May 12, 2015
In keeping with the Washington elite’s practice that it is fine to say any nutty thing in the world to push a trade, Nike promised to create 10,000 jobs in the United States if the Trans-Pacific Partnership (TPP) passes. As Post reporter Lydia DePillis notes, this is a dubious promise.
Her piece notes that Nike relies almost exclusively on foreign manufacturers for its products. Furthermore, it continues to go in the direction of more outsourcing as one of its suppliers just announced that it was closing a plant in Maine and replacing it with production in Honduras. Given that new facilities are highly automated, it is unlikely that even if Nike brought some production back to the United States it would result in the creation of 10,000 new jobs.

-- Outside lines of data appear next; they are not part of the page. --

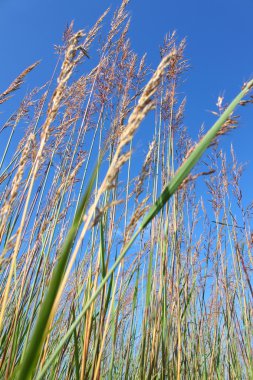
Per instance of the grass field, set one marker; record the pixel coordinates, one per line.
(113, 265)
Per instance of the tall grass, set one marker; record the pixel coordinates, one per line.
(112, 264)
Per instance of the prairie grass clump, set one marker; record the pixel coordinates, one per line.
(112, 265)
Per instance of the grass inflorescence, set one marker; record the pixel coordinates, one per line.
(112, 264)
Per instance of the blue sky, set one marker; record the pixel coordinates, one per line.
(219, 47)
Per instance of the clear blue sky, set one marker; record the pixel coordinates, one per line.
(219, 47)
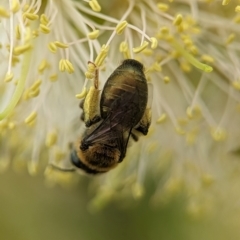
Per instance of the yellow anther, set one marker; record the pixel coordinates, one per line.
(30, 16)
(207, 179)
(237, 19)
(163, 7)
(60, 44)
(15, 60)
(188, 42)
(225, 2)
(8, 77)
(164, 30)
(173, 185)
(11, 125)
(157, 67)
(52, 47)
(3, 124)
(102, 55)
(207, 58)
(191, 137)
(4, 12)
(53, 77)
(15, 6)
(82, 94)
(162, 118)
(66, 65)
(154, 42)
(193, 112)
(26, 7)
(35, 33)
(186, 67)
(123, 48)
(61, 65)
(182, 121)
(180, 131)
(121, 26)
(194, 50)
(31, 118)
(237, 9)
(44, 29)
(230, 38)
(236, 85)
(51, 139)
(42, 66)
(147, 52)
(17, 32)
(95, 5)
(89, 75)
(178, 20)
(33, 93)
(218, 134)
(166, 79)
(141, 48)
(44, 19)
(21, 49)
(33, 168)
(36, 84)
(93, 35)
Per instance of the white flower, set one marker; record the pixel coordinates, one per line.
(191, 147)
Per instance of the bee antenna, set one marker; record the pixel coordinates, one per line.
(62, 169)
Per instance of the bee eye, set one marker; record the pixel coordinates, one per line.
(84, 146)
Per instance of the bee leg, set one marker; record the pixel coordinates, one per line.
(145, 122)
(90, 105)
(82, 117)
(134, 136)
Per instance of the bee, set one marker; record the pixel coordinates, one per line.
(112, 117)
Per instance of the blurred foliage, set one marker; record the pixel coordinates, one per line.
(30, 210)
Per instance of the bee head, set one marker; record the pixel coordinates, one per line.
(76, 161)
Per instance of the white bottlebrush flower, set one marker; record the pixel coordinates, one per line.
(192, 143)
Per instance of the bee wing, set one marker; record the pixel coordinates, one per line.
(112, 127)
(150, 95)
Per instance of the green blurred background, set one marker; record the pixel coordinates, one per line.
(31, 210)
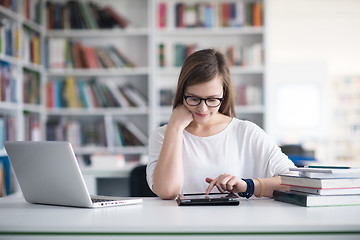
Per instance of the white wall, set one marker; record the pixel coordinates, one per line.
(311, 41)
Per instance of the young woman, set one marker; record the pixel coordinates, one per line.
(204, 147)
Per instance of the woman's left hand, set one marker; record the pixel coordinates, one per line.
(226, 182)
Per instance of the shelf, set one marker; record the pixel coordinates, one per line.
(9, 59)
(8, 106)
(33, 108)
(175, 32)
(99, 33)
(98, 111)
(99, 72)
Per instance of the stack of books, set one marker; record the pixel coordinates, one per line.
(321, 186)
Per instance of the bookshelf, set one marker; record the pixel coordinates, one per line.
(21, 61)
(43, 106)
(95, 79)
(346, 112)
(234, 27)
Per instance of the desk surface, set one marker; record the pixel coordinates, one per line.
(155, 216)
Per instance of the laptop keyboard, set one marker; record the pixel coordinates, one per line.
(95, 200)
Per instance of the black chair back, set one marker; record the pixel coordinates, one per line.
(138, 183)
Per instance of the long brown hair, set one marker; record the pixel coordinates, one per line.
(203, 66)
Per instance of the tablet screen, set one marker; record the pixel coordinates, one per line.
(209, 196)
(210, 199)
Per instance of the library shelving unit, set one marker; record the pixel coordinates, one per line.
(346, 126)
(21, 72)
(235, 28)
(95, 128)
(41, 101)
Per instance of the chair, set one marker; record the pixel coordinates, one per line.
(138, 183)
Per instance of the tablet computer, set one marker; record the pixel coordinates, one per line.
(210, 199)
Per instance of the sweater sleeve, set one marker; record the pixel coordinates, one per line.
(155, 144)
(270, 160)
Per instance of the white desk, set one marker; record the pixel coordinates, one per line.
(159, 219)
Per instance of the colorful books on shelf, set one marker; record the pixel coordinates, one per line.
(64, 53)
(252, 55)
(245, 56)
(91, 93)
(82, 132)
(321, 186)
(7, 129)
(83, 15)
(7, 83)
(32, 126)
(9, 38)
(31, 87)
(5, 176)
(30, 51)
(324, 172)
(227, 14)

But the Nike claim largely went unexamined, other than this piece by DePillis. This is part of a pattern in which major media outlets treat any nonsense said in favor of a trade agreement as being true. This is why they don’t challenge people who claim that we get jobs by increasing exports, even if the exports are car parts to an assembly plant in Mexico that replaced a plant located in Ohio. It is also why they repeatedly describe the TPP as “massive” and “huge” based on the size of the economies included in the deal, even though most of the countries in the pact already have trade deals with the United States, meaning that the TPP will have little actual effect on their trade with the U.S. (It may affect domestic regulation in those countries.)